Eine Geschichte im eigentlichen Sinn gibt es nicht. Zwar beginnt der Abend in Dorset, der Heimat von P J Harvey, doch ein Biopic ist es nicht. Sandra Hüller schleppt eine Tänzerin auf die mit Erde belegte Spielfläche. Dort gräbt sie einen Samen, während Hüller vom Wachsen singt. Zusehen ist das für die Zuschauer der hinteren Reihen nur über die Live-Projektion.
Videos meist ohne Mehrwert
Die Videos haben meist keinen Mehrwert, bebildern platt die Liedinhalte. Diese Tänzerin lässt sich als roter Faden lesen. So führt ihr Lebensweg nach London, wo sie sich als Sexarbeiterin verdingt.
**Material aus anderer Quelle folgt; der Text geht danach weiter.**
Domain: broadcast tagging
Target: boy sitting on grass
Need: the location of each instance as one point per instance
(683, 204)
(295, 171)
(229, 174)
Das Choreografen-Trio (La)Horde hat sich dafür eine Gruppen-Befummelung ausgedacht. Und wenn es um Soldaten geht, wird marschiert, salutiert und gerobbt.
Isabelle Huppert im Video
Nächste Station ist New York, dort ist es zunächst heiterer. Doch nach dem Verlieben folgt die Trennung. Dann geht´s zurück in die Heimat, wo die Oma vermisst wird. Die taucht per Video auf: Isabelle Huppert singt vom kränklichen Kind, das ihre Enkelin einst war, vom „erbitterten Königreich der Liebe“ und verabschiedet sich mit einem Küsschen.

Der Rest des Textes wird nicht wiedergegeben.